The number of approved and drawn mortgages continues to grow, according to the latest figures from the Banking and Payment Federation Ireland.
In June 5,203 mortgages were approved, an increase of over 11% compared to the previous month and an increase of almost 130% compared to the same month last year.
First time buyers (FTBs) were approved for 53% of the total volume of these new mortgages, while relocation buyers accounted for just over 24%.
Today’s figures also show that mortgages approved in June 2021 were worth 1.276 billion euros, 10% more than the previous month and 138% more than in June 2020.
The numbers from BPFI also show an increase in the number of new mortgage loans taken out in the second quarter.
During this period, 9,625 new mortgages with a value of € 2.2 billion were used, 45% more volume and 52% more than in the previous year.
Compared to the previous quarter, this corresponds to an increase in volume of 5.9% and an increase in value of 4.1%.
The figures show that first-time buyers remained the largest single segment by volume with 50.9% and by value with 51.2%.
In the second quarter of the year, new properties, including self-construction, accounted for 27.8% of home purchases or construction mortgages, up from 29.1% in the same quarter of 2020.
The figures show that the value of FTB and mover buy mortgages on used real estate reached its highest level in the second quarter since 2008.
Brian Hayes, chief executive of BPFI, said the impact of Covid-19 restrictions could be seen on the types of properties that mortgages could be drawn on.

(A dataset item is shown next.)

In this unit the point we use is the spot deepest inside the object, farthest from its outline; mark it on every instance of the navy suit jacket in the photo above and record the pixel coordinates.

“We see that the number of new home mortgages taken in the second quarter of the year increased 40.9% year over year.
“However, mortgage claims for used properties grew faster by 50.6% in terms of volume and 65.2% in terms of value,” he emphasized.
Mr Hayes said this underscores the restrictions we saw in the construction industry during the pandemic, which is clearly affecting supply.
“With residential construction now back in full swing, the challenge remains to meet the strong demand for housing, which is clearly evident in today’s figures, while supply pressure continues,” he said.